Der kleine Laden am Hafen weckt kindliche Freude an Urlaubseinkäufen. Drinnen riecht es nach geräuchertem Fisch, es herrscht geschäftiges Treiben. Vier Damen mittleren Alters hantieren routiniert in blau-weiß-gestreiften Seemanns-Hemden hinter dem Tresen, wo sich gleichzeitig die Küche, die Kasse und das Lager befinden. Auf der gläsernen Ablage, die an einer Stelle die offensichtliche Verbindung zwischen Kunden/innen und Verkäufer/innen ist, stehen, die Geldablage einrahmend, verschiedene Kuchensorten zur Wahl.
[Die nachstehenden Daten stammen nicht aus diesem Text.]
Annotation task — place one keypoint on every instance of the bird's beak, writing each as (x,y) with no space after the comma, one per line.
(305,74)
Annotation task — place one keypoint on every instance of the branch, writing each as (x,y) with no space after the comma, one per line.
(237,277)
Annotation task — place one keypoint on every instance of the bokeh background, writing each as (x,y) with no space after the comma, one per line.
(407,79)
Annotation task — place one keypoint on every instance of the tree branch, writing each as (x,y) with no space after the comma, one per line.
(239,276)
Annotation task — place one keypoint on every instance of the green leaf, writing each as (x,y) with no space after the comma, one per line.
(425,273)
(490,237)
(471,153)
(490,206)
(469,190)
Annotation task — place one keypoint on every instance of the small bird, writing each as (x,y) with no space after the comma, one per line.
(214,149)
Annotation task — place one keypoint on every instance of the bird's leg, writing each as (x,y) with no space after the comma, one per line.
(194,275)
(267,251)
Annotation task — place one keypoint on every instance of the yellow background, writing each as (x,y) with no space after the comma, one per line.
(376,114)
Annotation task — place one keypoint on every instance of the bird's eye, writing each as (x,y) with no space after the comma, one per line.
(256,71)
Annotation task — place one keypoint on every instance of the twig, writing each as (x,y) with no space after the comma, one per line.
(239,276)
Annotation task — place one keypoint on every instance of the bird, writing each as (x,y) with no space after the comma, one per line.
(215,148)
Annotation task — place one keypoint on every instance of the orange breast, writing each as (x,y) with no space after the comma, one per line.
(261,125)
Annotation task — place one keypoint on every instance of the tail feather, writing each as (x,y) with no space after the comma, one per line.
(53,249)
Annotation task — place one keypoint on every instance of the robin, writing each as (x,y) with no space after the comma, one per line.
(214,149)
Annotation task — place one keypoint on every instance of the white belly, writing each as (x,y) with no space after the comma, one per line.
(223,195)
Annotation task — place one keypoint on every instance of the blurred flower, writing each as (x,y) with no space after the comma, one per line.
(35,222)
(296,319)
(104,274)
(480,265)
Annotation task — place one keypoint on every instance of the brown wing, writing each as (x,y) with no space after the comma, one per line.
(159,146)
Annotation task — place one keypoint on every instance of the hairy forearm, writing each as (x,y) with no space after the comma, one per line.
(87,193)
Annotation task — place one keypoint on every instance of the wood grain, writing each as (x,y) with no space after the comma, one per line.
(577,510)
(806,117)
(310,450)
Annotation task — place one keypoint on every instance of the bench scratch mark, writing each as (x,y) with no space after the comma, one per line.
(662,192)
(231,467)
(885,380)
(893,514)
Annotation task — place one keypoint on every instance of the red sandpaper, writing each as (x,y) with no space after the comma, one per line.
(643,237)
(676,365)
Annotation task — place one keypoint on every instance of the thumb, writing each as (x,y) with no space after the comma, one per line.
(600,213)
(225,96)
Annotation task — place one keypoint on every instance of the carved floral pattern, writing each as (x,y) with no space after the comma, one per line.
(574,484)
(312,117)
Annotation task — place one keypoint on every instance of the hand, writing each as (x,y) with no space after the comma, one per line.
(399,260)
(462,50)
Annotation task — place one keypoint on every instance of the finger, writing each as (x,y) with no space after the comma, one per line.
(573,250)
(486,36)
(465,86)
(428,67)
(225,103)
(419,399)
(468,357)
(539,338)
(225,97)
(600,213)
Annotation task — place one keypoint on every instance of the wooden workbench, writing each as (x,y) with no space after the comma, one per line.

Etwas welk gewordene Farne in leeren Sahnehering-Dosen fristen auf Regalen ihr Dasein. Ihre zerzauste Hässlichkeit hat etwas, das an Kunst erinnert. Als ich gefragt werde, was ich wünsche, bemerke ich eine leichte Unfreundlichkeit, die bei näherer Betrachtung, Überforderung nahelegt. Nach meiner Bestellung nehme ich wahr, wie sich bei der Verkäuferin in Anbetracht der leeren Brötchentüten, eine Vorwurfshaltung gegenüber den Kolleginnen aufbaut, die im Hintergrund den angebotenen Hering sauer einlegen und Rohkost-Salat zubereiten. Der Anblicks des großen, runden Rotkohls gefällt mir in meinem ausgeschlafenen Urlaubsgefühl so gut, dass ich die Verkäuferin fröhlich darauf anspreche. Für sie scheint das, über den eigentlichen Einkauf hinausgehende Gespräch, der Gipfel der beruflichen Zumutbarkeit zu sein, was sie mir mit einer knappen Antwort und meinem Wechselgeld quittiert.